BDGR and observed rainfall

The performance of the BDGR was also evaluated to (i) reconstruct temporal patterns, (ii) reproduce seasonal variability, and (ii) estimate trends in different quantiles of observed rainfall. These evaluations were conducted to show the reliability of the BDGR as a substitute for observed rainfall.

The relative performance of the BDGR compared to the observed monthly rainfall is shown using a scatter plot in Fig. 12. The observed and nearby grid rainfall data for the whole period (1901–2018) are used for comparison. Red colour in the plot indicates dense data, and green shows low density. The best-fit line of the gridded products was presented using a dashed red line in the plot. A close correspondence of the regression line to the diagonal (solid black line) indicates better performance of the BDGR product. Figure 9 shows the regression line was closer to the diagonal line. The R2 for the BDGR was 0.93, indicating better correspondance of the generated product in replicating rainfall time series across Bangladesh.

Fig. 12
figure 12

Density scatter plot. Density scatter plot showing the relative performance of the BDGR compared to the observed monthly rainfall (n = 255952). The observed and nearby grid rainfall data for the whole period (1901–2018) are used for comparison. The red colour in the plot indicates dense data, and green shows low density. The best-fit line of the gridded products was presented using a dashed red line. A close correspondence of the regression line to the diagonal (solid black line) indicates better performance of the BDGR product.

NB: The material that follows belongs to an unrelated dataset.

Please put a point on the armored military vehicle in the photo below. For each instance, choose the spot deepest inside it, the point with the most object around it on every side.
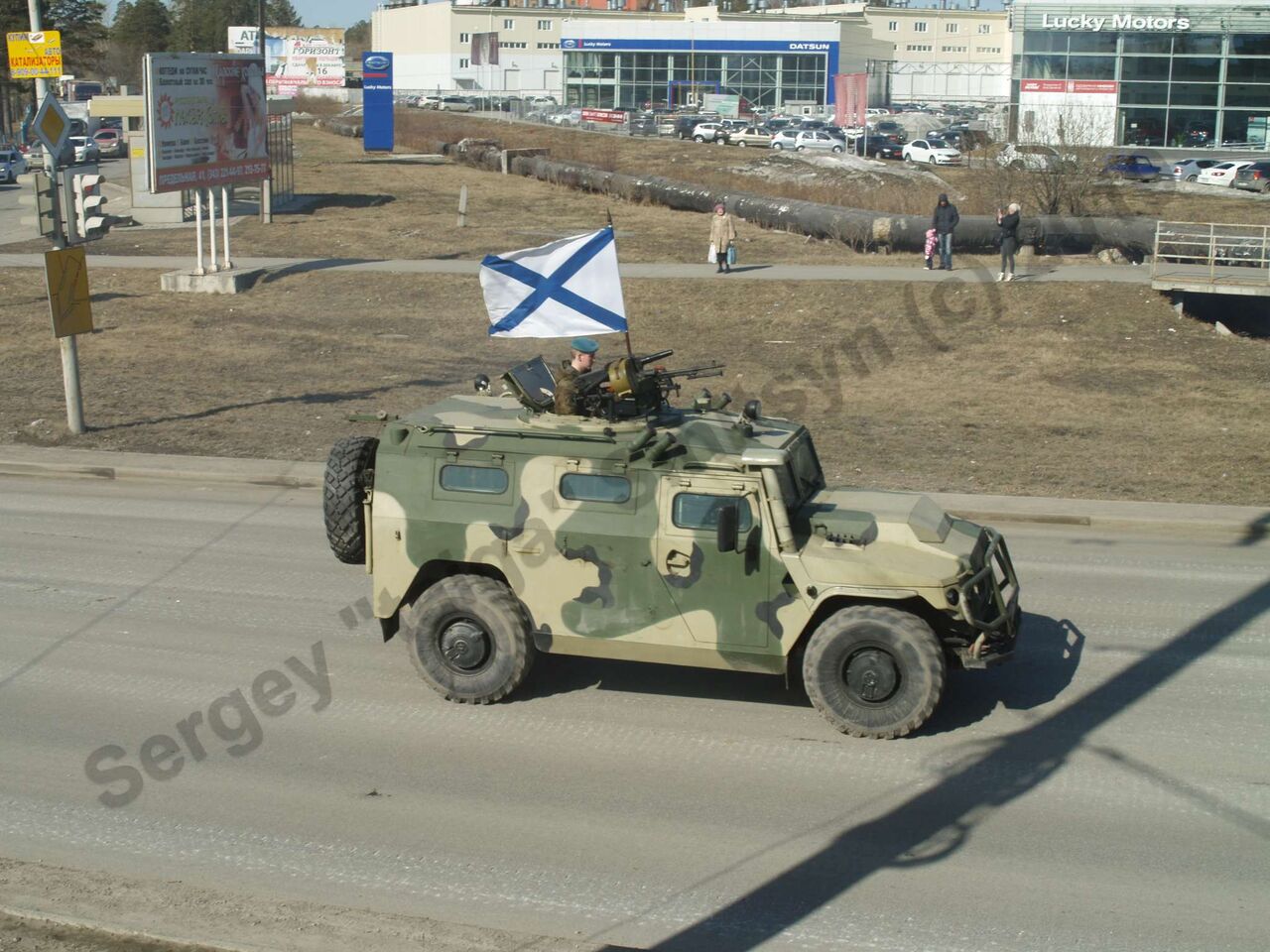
(495, 530)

The seasonal performance of the BDGR product is shown in Fig. 13. All observations were averaged and compared with the average value of all grids of BDGR. The comparison was made for each month to demonstrate BDGR’s ability in replicating observed variability of seasonal rainfall. The BDGR monthly average rainfall line completely overlapped with the observed data, indicating its ability to reconstruct the seasonal variation in rainfall for the country.

Fig. 13
figure 13

Performance in reconstructing seasonal rainfall variability. Performance of the BDGR in reconstructing seasonal rainfall variability, 1979−2010. All observations were averaged and compared with the average value of all grids of BDGR. The BDGR monthly average rainfall line completely overlapped with the observed data, indicating its ability to reconstruct the seasonal variation in rainfall for the country.

The annual rainfall series provides an estimation of the wet and dry years. In doing so, all observations were first averaged and then converted to annual time series. Likewise, rainfall data of all BDGR grids were average and converted to annual series. The observed and BDGR annual rainfall for the period 1901−2018 are presented in Fig. 14, illustrating that the annual rainfall line of the BDGR overlaps with the observed rainfall for the whole study period (i.e., 1901−2018). Furthermore, this study indicates the ability of newly generated gridded data to estimate the long-term climate variability of the country.

Fig. 14
figure 14

Performance in replicating annual rainfall. Performance of the BDGR product in replicating rainfall in Bangladesh, 1901−2018. The annual rainfall line of the BDGR overlaps with the observed rainfall for the whole study period (i.e., 1901−2018), indicating the ability of newly generated gridded data to estimate the long-term climate variability of the country.

Data Records

High resolution (0.01°) monthly total rainfall, in mm, for Bangladesh from January 1901 to December 2018, are freely available at https://doi.org/10.6084/m9.figshare.16607912 in NetCDF64. The data records spatially, covering land area of Bangladesh. The records will be updated frequently in the upcoming years when more rainfall records will be available. Temporal coverage of the data may be extended in the future when recent observations are accessible.

Usage Notes

The BDGR product can be used for many applications at various temporal resolutions. The datasets can be used to estimate spatial distribution of rainfall, temporal pattern, seasonality, and the trends more accurately than any other datasets, presently available for the country. Furthermore, this high resolution (e.g., 0.01°) data can be used for localized changes in long–term climate, including the changes in rainfall, and groundwater recharge, along with other scientific and social benefits.